Pulverised Coal Combustion. Pulverized coal combustion takes place within the vertical vortex system as depicted in sixteen pulverized-coal burners with an opposite-fired shifted arrangement are located at two levels. From: Power Plant Instrumentation and Control Handbook (Second Edition), 2019. Related terms: Energy Engineering; Boiler ...

2020-10-15Coals ability to supply power during peak power demand either as base power or as off-peak power is greatly valued as a power plant fuel. It is with this fact that advanced pulverized coal fired power plants are designed to support the grid system in avoiding blackouts.

A coal-fired thermal power station is a power plant in which the prime mover is steam driven. Water is heated, turns into steam, and spins a steam turbine, which drives an electrical generator, as schematically shown in Fig. 1.9.After it passes through the turbine (one to three stage), the steam is condensed in a condenser and recycled to where it was heated; this is known as a Rankine cycle.

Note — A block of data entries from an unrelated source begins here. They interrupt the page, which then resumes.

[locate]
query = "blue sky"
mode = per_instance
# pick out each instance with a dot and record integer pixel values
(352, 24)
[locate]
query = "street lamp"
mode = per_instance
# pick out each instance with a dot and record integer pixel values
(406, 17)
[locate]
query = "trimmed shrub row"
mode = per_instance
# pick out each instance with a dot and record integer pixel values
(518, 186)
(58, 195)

2017-2-11Pulverized coal fired boilers use coal of several tens of micrometers in size and then fire such pulverized coal in a suspended state inside the boiler furnace. Roller mills are commonly used as pulverizers due to their low power consumption. They pulverize coal between a roller and a rotating pulverizing table. To meet societys needs for

2019-12-10The schematic of the reference PF power plant repowered with pressurized pulverized coal combustion is shown in Fig. 9 and the corresponding stream data is presented in Table 4. The combustion pressure in PPCC power plant is assumed to be 15 bar and the isentropic efficiency of the compressor is taken as 85 per cent.

2019-8-1A number of CCS burners (based on unit requirements) fire pulverized coal and powdered limestone with very little hot combustion air into the GCs, creating a hot, very-fuel-rich gas as required ...

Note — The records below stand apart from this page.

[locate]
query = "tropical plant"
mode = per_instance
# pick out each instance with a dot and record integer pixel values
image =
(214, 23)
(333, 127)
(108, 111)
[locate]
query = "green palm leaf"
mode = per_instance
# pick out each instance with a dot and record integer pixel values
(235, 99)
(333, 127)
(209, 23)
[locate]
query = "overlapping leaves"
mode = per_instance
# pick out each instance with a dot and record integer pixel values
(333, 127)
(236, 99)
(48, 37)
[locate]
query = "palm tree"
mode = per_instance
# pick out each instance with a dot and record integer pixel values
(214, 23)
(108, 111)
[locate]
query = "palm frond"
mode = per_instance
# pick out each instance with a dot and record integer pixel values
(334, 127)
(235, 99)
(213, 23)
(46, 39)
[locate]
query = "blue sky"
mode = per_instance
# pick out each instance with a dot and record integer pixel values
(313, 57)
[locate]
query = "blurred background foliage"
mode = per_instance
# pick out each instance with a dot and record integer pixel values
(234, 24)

2020-10-15Coals ability to supply power during peak power demand either as base power or as off-peak power is greatly valued as a power plant fuel. It is with this fact that advanced pulverized coal fired power plants are designed to support the grid system in avoiding blackouts.

power plant schematic coal crusher - coal mill. schematic figure of coal mill in a .... schematic pulvuriser for coal - Newest Crusher, Grinding Mill, Mobile Crusher. schematic pulverized coal fire power - ROYAL TELE SHOPPING. THERMAL POWER PLANT SCHEMATIC DIAGRAM How a Coal-fired Power Plant works: . (2 inches) in size. ...

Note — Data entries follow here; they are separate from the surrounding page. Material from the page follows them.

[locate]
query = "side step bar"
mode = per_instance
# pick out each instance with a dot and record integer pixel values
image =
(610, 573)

coal crusher schematic Grinding Mill China. schematic of a coal crusher sizer schematic pulverized coal fire power . This page is provide professional coal fired boiler diagrams information for you, we have livechat to answer you coal fired. coal crusher technical specification of tph - techstal

ULTRA-SUPERCRITICAL PULVERIZED COAL FIRED POWER PLANTS COALGEN 2006 CINCINNATI USA AUGUST 16 - 18, 2006 MIRO R. SUSTA, IMTE AG, POWER CONSULTING ENGINEERS, SWITZERLAND WWW.MTEAG.COM [emailprotected] ...

Pulverized Coal Fired Boiler Manufacturers In Kenya. ZOZEN Boiler Group as a Class-A boiler manufacturer, which has been specializing in oil and gas fired boiler, biomass fired boiler, chain grate boiler, circulating fluidized bed boiler, waste heat boiler, steam and hot water boiler, water and fire tube boiler, aac plant for three decades.

2018-2-2Riley Power Inc., 5 Neponset Street, Worcester, MA 01606 Phone-508 854 3899 Fax-508 854 4670 [emailprotected] ABSTRACT The need to develop cost effective combustion controlled solutions for reducing NOX emissions in coal fired utility boilers has been a high priority for many years at Riley Power Inc., a Babcock Power Company.

2017-2-11Pulverized coal fired boilers use coal of several tens of micrometers in size and then fire such pulverized coal in a suspended state inside the boiler furnace. Roller mills are commonly used as pulverizers due to their low power consumption. They pulverize coal between a roller and a rotating pulverizing table. To meet societys needs for

2020-4-13Supercritical coal plants are a type of coal-fired power plant used in more modern designs. They differ from traditional coal power plants because the water running through it works as a supercritical fluid, meaning it is neither a liquid or a gas.This occurs when water reaches its critical point under high pressures and temperatures, specifically at 22 MPa and 374 o C.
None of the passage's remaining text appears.